Cist, Mountpleasant, Co. Mayo
Co. Mayo |
Burial Sites
In rough pasture near Mountpleasant, with a lake visible to the west, a man was buried so close to the surface that the capstone of his grave sat only twenty centimetres below the turf.
He was laid out fully extended, his head resting on a flagstone, inside a long cist, a type of stone-lined burial box, measuring just 1.3 metres in length, 0.7 metres wide, and 0.6 metres deep. The construction mixed cut stone slabs with dry-stone walling packed behind them, a practical combination that gave the grave its shape and solidity. That a person could lie almost within reach of a farmer's spade for what may have been thousands of years, in an ordinary field beside an ordinary lake, gives the site a quietly unsettling quality.
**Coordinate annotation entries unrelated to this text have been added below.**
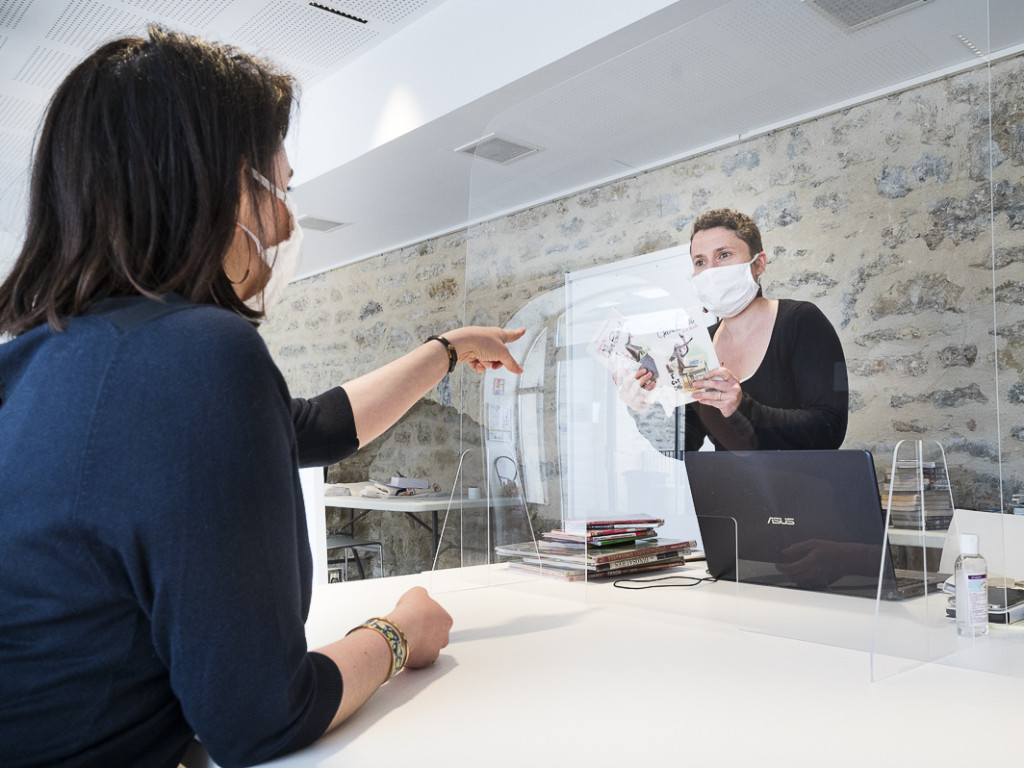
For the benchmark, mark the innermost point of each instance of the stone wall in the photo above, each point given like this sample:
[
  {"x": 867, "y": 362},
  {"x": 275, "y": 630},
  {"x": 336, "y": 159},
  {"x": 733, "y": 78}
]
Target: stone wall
[{"x": 902, "y": 218}]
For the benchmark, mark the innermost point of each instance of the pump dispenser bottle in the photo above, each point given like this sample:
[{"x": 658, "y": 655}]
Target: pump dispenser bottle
[{"x": 971, "y": 576}]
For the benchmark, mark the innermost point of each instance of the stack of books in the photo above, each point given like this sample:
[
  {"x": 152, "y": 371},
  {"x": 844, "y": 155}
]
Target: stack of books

When the grave was investigated, it yielded the skeletal remains of an adult male alongside a flint scraper and some animal bones, all of which passed into the collections of the National Museum of Ireland. The flint scraper, a small tool worked from flint to produce a sharp, curved edge used for cleaning hides or working wood, places this burial broadly within a prehistoric context, though the notes do not specify a precise date. Extended inhumation in a cist, rather than cremation or crouched burial, is a rite associated with various periods in Irish prehistory, and the presence of animal bones alongside the deceased suggests some form of grave goods or food offering, a detail that slightly complicates the otherwise spare picture. The site was documented as part of an archaeological survey of the Ballinrobe district, compiled by D. Lavelle and published in 1994 under the auspices of the Lough Mask and Lough Carra Tourist Development Association.